In other registration-data-related news, the pilot of ICANN’s centralized Registration Data Request Service (RDRS) is almost ready for requestors. Tucows has enrolled in the RDRS pilot to support the project and help ICANN gather community-wide request volume data (similar to what we already track), but we’ll continue to use our TACO system to grant and manage access to registration data. The data collected through the RDRS will help the ICANN Board decide whether a centralized system like this or, perhaps, a more complex version, is useful or needed.

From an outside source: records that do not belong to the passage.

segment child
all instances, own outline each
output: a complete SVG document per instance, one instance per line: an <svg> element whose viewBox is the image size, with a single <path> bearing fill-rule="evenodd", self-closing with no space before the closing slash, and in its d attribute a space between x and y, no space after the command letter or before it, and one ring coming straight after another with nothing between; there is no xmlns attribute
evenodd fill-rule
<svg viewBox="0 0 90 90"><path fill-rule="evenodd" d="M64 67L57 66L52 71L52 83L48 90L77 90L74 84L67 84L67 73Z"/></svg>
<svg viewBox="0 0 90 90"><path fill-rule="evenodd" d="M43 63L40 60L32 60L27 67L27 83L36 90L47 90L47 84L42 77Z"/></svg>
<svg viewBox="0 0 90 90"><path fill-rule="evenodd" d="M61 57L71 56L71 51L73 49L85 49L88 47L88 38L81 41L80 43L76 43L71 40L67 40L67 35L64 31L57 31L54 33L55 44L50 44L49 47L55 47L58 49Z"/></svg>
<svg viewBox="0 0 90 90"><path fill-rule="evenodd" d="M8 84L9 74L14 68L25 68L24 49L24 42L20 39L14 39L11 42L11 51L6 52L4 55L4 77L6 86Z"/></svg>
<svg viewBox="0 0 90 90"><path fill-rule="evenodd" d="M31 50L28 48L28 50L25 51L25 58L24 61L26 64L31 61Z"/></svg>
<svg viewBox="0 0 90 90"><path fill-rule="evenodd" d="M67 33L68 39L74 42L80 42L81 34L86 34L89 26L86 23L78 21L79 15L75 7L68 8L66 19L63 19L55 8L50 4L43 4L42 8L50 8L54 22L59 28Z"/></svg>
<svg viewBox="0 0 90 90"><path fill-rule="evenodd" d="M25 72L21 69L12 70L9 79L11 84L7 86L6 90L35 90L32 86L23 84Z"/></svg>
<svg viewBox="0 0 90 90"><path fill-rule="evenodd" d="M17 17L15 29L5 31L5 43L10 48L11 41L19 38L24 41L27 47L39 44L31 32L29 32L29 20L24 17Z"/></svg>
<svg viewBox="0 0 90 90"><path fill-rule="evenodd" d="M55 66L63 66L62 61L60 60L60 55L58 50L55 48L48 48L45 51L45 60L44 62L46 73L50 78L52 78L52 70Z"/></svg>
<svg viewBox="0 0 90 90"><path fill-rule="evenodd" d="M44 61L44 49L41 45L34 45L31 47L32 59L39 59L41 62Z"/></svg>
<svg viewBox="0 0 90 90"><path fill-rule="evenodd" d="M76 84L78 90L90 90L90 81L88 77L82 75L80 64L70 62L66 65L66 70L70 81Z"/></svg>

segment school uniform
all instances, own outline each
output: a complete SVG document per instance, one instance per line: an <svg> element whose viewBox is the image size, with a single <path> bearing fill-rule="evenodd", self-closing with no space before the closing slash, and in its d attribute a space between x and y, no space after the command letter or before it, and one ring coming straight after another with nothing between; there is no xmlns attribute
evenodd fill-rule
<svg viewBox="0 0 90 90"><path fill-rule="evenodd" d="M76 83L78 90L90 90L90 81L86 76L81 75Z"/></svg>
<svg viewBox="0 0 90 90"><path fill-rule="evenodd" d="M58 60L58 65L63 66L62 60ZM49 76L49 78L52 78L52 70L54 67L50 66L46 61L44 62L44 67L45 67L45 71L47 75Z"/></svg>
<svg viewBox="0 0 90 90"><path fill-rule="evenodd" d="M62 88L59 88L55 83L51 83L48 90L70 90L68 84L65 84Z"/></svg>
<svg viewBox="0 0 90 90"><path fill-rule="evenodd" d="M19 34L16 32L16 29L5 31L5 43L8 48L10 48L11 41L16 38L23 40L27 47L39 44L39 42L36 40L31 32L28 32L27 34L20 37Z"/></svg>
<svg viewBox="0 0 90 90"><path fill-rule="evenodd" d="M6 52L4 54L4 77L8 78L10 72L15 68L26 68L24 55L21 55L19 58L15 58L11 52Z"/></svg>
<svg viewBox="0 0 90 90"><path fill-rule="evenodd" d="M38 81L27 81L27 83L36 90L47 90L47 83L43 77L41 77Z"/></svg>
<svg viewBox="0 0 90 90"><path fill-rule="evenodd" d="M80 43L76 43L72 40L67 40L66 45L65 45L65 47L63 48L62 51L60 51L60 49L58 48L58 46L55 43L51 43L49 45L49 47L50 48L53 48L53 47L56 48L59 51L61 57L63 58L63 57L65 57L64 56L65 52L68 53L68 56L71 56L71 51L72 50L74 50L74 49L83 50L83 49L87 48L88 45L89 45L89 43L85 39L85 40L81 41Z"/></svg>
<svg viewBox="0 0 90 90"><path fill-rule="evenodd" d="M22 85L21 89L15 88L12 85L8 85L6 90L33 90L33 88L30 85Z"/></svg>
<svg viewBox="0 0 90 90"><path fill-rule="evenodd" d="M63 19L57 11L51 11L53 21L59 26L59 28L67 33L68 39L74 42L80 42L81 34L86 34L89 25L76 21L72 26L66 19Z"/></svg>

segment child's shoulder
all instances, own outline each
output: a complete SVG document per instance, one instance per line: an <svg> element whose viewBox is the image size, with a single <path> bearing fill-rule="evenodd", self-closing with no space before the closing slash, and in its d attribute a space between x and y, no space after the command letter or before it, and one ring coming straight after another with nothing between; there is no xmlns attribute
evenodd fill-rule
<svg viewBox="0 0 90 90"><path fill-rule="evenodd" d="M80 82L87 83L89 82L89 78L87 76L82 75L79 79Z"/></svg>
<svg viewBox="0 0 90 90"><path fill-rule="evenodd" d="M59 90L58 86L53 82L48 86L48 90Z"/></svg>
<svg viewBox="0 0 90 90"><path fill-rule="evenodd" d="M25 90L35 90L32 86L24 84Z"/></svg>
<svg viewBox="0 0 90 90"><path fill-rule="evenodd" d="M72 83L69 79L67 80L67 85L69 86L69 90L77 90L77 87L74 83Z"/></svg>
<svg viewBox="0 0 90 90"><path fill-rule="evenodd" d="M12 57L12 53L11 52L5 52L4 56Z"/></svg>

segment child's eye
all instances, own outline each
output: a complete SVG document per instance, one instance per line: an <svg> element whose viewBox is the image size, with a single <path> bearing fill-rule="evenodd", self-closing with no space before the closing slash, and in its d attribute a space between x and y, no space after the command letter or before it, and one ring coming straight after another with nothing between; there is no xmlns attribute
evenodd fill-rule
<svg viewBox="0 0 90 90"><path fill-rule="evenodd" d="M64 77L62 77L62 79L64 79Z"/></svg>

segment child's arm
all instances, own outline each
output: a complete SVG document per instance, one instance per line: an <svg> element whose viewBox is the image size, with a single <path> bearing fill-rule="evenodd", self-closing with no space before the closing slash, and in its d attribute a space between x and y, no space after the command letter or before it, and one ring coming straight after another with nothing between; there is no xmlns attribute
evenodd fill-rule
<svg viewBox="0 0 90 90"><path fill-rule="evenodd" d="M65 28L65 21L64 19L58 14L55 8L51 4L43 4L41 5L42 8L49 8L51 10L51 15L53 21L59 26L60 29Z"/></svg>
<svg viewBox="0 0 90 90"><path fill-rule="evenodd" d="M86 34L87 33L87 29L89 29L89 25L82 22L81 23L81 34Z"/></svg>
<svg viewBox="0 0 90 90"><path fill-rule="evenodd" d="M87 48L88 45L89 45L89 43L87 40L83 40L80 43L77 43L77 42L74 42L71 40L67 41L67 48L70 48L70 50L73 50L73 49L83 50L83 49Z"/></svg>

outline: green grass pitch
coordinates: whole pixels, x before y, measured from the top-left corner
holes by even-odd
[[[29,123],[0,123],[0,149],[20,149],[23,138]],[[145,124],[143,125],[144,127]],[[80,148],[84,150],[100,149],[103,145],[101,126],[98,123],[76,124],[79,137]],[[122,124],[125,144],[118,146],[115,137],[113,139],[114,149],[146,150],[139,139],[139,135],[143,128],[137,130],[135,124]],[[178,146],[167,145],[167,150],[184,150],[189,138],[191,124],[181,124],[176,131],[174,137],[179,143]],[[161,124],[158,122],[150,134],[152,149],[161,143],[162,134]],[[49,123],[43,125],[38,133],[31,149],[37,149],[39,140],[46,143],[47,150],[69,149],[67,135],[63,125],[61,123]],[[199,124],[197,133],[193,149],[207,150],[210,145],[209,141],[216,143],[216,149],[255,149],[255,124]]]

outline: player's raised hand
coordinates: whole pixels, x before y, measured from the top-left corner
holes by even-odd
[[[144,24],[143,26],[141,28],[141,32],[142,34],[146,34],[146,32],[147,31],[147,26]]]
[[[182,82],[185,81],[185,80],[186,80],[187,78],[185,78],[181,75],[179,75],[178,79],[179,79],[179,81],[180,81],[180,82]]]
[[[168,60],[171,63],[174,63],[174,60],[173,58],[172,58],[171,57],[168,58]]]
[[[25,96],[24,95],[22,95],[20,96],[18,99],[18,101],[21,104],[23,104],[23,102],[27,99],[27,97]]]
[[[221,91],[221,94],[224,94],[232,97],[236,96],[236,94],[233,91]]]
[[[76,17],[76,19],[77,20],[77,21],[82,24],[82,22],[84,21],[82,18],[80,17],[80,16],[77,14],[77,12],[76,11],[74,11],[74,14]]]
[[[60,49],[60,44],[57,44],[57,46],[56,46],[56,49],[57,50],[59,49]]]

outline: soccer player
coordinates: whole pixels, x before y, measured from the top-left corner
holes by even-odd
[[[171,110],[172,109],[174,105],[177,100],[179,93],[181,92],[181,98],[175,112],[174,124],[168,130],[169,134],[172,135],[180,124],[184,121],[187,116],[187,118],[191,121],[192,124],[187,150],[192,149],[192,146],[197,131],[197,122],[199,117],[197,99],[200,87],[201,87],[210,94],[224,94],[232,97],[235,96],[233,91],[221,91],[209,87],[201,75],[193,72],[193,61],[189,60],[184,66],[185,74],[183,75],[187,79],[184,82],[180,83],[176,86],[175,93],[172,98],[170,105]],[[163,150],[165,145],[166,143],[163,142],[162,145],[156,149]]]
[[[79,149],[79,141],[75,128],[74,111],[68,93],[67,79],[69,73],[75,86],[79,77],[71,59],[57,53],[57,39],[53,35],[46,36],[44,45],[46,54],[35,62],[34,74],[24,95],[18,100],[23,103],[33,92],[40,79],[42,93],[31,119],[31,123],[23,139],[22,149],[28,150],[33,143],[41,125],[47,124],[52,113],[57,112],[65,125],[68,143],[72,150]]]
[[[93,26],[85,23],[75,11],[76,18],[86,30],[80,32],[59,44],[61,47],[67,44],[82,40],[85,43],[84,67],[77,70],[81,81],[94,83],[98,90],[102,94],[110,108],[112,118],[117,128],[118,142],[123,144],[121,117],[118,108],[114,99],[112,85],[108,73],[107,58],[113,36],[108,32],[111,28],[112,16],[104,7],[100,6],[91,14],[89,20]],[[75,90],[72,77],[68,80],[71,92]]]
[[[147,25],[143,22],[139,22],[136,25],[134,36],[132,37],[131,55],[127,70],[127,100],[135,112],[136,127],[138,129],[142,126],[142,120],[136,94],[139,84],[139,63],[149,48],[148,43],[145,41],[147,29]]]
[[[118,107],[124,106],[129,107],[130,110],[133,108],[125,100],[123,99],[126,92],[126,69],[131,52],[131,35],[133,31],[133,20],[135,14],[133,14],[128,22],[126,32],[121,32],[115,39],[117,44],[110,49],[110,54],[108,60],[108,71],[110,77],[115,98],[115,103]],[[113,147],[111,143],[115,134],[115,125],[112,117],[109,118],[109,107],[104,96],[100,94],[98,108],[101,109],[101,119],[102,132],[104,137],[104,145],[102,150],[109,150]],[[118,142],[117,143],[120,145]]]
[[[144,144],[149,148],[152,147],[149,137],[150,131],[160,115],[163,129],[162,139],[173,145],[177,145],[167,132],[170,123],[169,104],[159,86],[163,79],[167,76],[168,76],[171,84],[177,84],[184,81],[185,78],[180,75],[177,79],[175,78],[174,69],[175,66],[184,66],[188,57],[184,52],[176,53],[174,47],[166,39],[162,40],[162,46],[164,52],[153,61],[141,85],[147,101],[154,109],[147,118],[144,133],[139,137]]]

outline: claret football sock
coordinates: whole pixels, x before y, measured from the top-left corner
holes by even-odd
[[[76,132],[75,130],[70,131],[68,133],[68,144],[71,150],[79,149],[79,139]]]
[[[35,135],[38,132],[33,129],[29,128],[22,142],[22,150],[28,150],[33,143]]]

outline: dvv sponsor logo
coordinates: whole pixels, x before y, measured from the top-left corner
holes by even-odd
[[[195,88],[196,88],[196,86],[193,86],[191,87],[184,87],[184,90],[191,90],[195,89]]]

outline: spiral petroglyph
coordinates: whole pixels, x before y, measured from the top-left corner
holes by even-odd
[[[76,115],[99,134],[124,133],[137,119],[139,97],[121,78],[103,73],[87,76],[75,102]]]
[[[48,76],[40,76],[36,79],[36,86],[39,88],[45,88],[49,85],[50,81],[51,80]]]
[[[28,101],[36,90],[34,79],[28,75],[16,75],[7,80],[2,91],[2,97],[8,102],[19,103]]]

Both the Registration Data Policy and the RDRS help foster trust in the broader Internet Community by promoting privacy by design and by default, and by helping people contact domain name registrants when necessary.
New gTLD Program
If you’re looking for a detailed review of the New gTLD Program you can check out our ICANN77 Recap. Here, we’ll just share this exciting piece of news: applications for creating new TLDs will start up in April 2026! ICANN has published an implementation plan (PDF) and we’re continuing to track this work while promoting our services as a backend registry operator and consultant for new gTLDs. If you or your clients are interested in a .yourbrand TLD, don’t hesitate to get in touch.
Transfer Policy
The Transfer Policy Review PDP Working Group met at ICANN78 to continue their work on “ICANN-approved transfers,” which happens when a Registrar is acquired by another Registrar or when a Registrar is de-accredited and its domains are redelegated to another Registrar. The team is also considering a proposed change to the Transfer Dispute Resolution Policy (TDRP). Currently, disputes can only be initiated by a registrar in cases where the Transfer Policy is not followed; the question now on the table is whether registrants should also be able to initiate a dispute under the TDRP.
It may instead be more useful to have a separate process (and perhaps a new policy) that registrants can use in cases where the Transfer Policy requirements were met (e.g. a valid transfer authorization code was provided to the gaining registrar) but the transfer itself was invalid (e.g. a bad actor accessed the domain owner’s account and changed the domain contact info so they could then transfer the domain away from its true owner). Updating the TDRP is likely out of scope for the current Transfer Policy Working Group, but the issue will be sent back to the GNSO Council for consideration of how best to proceed.
That’s everything for this ICANN78 Policy Roundup. Once again, we encourage all registrars to vote for the DNS Abuse Amendments to the RAA. See you at ICANN79!